VictorCMiraldo / my-phd-thesis

3 stars 0 forks source link

Type-Safe Generic Differencing of Mutually Recursive Families

Abstract

The UNIX diff tool -- which computes the differences between two files in terms of a set of copied lines -- is widely used in software version control. The fixed lines-of-code granularity, however, is sometimes too coarse and obscures simple changes, i.e., renaming a single parameter triggers the whole line to be seen as changed. This may lead to unnecessary conflicts when unrelated changes occur on the same line. Consequently, it is difficult to merge such changes automatically.

In this thesis we discuss two novel approaches to structural differencing, generically -- which work over a large class of datatypes. The first approach defines a type-indexed representation of patches and provides a clear merging algorithm, but it is computationally expensive to produce patches with this approach. The second approach addresses the efficiency problem by choosing an extensional representation for patches. This enables us to represent transformations involving insertions, deletions, duplication, contractions and permutations which are computable in linear time. With the added expressivity, however, comes added complexity. Consequently, the merging algorithm is more intricate and the patches can be harder to reason about.
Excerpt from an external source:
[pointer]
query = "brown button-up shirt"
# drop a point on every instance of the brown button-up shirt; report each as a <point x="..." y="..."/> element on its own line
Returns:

Both of our approaches can be instantiated to mutually recursive datatypes and, consequently, can be used to compare elements of most programming languages. Writing the software that does so, however, comes with additional challenges. To address this we have developed two new libraries for generic programming in Haskell.

Finally, we empirically evaluate our algorithms by a number of experiments over real conflicts gathered from GitHub. Our evaluation reveals that at least 26% of the conflicts that developers face on an everyday basis could have been automatically merged. This suggests there is a benefit in using structural differencing tools as the basis for software version control.

Obtaining the PDF

You can find a pre-compiled pdf of my thesis, as of commit 498e76, in the UU digital library.

Compiling the PDF

If you want to compile one yourself, you might need to increase the memory limits of your latex distribution. To do that find your relevant config file; mine was in /usr/share/texmf/web2c/texmf.cnf then go to where it says something like: maim_memory = ... and increase those values. I have:

main_memory.xelatex   = 15000000
extra_mem_top.xelatex = 5000000
extra_mem_bot.xelatex = 5000000

After that, run sudo texhash and you should be good.